I drove on. Kingsbridge was at the head of a broad estuary that brought tidal waters up from the Channel a couple of miles to the south, providing a natural safe harbor for small boats. I’d noticed the fishing vessels when we drove in, all of them moored and resting on the muddy flats along the quayside. The smell of low tide and rotting fish guts wafted on the breeze.
“Ah, camouflage,” Kaz said, working to keep a straight face. Kaz enjoyed a good laugh at my expense. And I didn’t mind. Kaz was a good pal, the best. He’d been through hard times and lived through tremendous losses. The kind of losses that would have sent many tough guys to their knees. So anything that brought a smile to his face was okay by me.
Kaz, or rather Lieutenant-and sometimes Baron-Piotr Augustus Kazimierz, was Polish and had joined the Polish Army in exile when I was still in blue back in Boston. But he was a small, skinny guy, with a heart defect to boot, and the only work he could get was as a translator at the US Army headquarters in London. He spoke half a dozen European languages fluently, and was generally the smartest guy in the room, having won all sorts of honors at Oxford. But Kaz had always wanted to do more, and when I came along, he and I became a team. But that’s a long story. Suffice it to say he’s a Pole in a British uniform and I’m Boston Irish in Uncle Sam’s brown. Kaz’s uniform is tailor-made and mine needs to be ironed to look half as good.
Did I mention the scar?
I’ve gotten to where I don’t even think about it. But when someone first meets Kaz, their eyes either linger on the scar or look away quickly, as if they’d glimpsed the price of war and found it too painful to bear. It goes from his right eye down the side of his face, courtesy of a killer who tried to take him out of the picture. He almost succeeded, too, but that’s yet another long and complicated story. Kaz carries that jagged scar on his face, his wound visible to the world. A memory he will never shake loose.
Did I mention the Webley?
For a thin guy with glasses and a bum ticker, Kaz is a damn good shot. He wears a Webley break-top revolver and has used it to save my neck more than once. He’s easy to underestimate at first glance, but that would be a fatal mistake. Has been, for some.
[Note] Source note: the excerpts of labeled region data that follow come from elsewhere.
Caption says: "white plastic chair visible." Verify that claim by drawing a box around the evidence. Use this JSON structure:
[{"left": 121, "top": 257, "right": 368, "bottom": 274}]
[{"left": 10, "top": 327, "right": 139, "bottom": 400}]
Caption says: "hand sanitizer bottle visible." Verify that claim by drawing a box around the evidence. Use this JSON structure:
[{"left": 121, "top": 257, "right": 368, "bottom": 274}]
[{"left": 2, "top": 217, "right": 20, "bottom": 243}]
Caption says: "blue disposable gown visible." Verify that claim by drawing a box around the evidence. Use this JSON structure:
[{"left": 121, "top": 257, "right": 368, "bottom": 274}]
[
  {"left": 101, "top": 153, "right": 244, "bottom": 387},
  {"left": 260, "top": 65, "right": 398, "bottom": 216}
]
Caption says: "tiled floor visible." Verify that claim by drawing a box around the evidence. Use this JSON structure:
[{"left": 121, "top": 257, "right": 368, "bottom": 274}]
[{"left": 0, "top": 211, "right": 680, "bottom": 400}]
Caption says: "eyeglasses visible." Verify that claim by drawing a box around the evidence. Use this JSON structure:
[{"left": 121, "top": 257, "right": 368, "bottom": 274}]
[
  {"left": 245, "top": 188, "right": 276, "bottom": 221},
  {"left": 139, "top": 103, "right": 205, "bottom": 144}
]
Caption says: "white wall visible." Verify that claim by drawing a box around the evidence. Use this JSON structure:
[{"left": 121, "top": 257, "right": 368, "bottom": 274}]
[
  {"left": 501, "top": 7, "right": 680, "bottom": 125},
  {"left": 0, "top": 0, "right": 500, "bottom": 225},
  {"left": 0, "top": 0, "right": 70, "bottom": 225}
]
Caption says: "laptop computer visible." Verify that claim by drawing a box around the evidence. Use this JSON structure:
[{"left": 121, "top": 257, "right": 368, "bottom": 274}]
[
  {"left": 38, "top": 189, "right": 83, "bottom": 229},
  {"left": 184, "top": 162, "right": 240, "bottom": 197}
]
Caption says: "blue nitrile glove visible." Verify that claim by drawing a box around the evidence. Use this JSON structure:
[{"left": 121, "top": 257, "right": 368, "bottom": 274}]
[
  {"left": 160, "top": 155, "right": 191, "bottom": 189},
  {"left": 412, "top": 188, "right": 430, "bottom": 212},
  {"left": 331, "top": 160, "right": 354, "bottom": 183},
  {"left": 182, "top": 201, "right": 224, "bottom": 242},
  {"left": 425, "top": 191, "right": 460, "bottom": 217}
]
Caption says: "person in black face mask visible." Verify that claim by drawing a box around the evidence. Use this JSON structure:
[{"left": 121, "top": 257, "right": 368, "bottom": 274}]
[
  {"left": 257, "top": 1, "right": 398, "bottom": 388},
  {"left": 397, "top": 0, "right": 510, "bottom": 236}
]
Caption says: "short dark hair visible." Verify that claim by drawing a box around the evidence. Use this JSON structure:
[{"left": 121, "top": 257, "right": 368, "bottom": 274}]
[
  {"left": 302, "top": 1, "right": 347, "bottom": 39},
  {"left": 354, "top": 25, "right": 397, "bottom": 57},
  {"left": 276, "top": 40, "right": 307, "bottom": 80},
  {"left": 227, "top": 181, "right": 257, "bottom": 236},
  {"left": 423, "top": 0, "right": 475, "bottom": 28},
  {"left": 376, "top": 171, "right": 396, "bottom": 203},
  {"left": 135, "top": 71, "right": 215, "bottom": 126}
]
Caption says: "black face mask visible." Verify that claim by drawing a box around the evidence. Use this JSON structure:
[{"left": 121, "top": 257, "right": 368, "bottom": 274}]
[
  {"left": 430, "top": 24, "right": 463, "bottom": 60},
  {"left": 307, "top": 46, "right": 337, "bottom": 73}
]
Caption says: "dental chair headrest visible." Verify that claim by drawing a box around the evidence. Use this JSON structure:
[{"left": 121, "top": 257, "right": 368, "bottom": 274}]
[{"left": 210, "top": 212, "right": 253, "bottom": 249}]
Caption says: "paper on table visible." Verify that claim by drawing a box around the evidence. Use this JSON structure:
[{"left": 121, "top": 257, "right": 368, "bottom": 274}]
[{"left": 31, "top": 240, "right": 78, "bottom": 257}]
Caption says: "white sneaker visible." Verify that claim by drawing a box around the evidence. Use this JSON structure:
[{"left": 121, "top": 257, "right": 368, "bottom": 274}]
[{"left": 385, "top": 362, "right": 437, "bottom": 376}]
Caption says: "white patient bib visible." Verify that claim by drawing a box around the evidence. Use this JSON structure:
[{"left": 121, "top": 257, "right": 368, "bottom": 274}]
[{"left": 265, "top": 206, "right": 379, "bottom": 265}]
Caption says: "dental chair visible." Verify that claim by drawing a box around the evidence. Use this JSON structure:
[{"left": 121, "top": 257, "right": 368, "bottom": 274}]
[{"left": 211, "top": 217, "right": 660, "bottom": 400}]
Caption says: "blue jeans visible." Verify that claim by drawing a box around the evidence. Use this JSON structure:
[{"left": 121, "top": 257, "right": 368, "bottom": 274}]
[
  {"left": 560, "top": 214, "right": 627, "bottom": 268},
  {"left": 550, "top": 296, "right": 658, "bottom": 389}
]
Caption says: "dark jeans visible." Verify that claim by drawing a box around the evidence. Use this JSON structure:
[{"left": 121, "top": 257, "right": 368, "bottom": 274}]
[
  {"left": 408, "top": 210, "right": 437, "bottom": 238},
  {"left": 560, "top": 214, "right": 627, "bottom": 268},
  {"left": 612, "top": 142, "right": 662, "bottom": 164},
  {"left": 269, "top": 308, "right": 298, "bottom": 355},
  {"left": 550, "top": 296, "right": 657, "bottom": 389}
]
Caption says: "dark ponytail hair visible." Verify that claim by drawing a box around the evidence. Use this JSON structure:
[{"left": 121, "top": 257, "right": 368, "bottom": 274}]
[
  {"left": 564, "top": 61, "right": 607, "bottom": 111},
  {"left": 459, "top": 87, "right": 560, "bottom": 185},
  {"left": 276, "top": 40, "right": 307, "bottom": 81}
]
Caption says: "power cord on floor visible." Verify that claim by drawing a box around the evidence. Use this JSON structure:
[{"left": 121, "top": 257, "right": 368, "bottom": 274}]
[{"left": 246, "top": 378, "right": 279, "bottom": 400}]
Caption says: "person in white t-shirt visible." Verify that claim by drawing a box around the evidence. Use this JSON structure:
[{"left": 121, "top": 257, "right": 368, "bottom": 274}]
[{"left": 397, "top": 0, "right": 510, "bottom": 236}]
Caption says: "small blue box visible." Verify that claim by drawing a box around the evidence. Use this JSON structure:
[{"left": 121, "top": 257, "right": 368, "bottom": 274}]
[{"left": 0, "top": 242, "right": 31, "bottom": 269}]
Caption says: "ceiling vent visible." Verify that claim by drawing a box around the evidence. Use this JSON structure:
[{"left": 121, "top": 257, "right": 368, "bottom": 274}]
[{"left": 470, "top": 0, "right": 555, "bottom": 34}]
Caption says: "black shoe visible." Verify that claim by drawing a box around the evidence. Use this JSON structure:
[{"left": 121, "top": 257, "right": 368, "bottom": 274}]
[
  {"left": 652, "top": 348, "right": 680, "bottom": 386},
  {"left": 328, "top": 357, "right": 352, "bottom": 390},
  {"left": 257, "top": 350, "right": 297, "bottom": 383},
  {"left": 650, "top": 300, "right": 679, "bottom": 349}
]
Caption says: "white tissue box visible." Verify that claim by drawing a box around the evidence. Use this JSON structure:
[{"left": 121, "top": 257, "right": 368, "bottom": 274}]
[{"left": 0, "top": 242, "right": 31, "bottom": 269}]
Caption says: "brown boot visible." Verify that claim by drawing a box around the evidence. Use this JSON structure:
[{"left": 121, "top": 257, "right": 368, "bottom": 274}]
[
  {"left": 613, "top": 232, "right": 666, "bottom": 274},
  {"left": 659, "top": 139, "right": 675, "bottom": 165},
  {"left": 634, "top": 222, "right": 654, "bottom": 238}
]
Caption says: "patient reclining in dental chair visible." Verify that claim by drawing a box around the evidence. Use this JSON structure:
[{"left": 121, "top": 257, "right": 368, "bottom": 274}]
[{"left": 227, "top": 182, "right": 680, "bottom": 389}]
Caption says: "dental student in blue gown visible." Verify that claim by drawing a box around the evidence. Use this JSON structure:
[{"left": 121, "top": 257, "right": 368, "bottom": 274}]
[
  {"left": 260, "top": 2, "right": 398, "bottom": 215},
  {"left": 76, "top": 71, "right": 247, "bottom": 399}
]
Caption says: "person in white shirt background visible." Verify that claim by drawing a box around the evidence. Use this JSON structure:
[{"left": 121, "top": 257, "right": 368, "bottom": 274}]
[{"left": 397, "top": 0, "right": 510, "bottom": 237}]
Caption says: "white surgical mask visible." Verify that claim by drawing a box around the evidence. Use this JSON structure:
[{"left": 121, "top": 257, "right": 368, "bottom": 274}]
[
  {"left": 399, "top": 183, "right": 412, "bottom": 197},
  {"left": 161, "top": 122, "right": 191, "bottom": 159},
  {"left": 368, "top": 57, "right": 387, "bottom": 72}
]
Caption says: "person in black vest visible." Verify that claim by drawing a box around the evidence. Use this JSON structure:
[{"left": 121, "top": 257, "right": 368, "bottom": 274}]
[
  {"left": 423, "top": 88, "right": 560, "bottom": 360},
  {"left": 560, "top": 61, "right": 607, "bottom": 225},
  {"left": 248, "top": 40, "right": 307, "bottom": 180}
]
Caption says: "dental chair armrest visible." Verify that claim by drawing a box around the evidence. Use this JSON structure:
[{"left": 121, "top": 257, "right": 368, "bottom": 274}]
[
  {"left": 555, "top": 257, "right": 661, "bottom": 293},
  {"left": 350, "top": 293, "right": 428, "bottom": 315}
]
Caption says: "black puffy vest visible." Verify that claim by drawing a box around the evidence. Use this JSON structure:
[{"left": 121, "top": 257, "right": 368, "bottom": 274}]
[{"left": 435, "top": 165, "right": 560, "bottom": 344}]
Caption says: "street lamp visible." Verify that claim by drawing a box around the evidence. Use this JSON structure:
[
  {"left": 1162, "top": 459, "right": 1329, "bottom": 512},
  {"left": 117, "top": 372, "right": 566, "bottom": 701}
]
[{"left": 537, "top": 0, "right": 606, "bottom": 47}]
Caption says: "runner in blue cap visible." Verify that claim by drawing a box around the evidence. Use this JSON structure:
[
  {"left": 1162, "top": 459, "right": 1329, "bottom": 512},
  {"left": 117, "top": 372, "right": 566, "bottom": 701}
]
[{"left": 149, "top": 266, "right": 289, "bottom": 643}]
Did I mention Kaz came close to killing himself?
No, I didn’t. Too much to get into right now.
“Let’s talk to the fishermen,” I said, pulling the jeep to the side of the road. Fishermen knew tides and currents, and we needed to know where this body had come from. I saw that Kaz understood. Like I said, Kaz is smart in six languages. He reached into the musette bag we kept in the jeep for emergencies. It was filled with chocolate bars, cigarettes, and other goodies from the PX. A little gentle bribery went a long way when all you wanted was information from guys suspicious of outsiders. We decided to deploy the Lucky Strikes.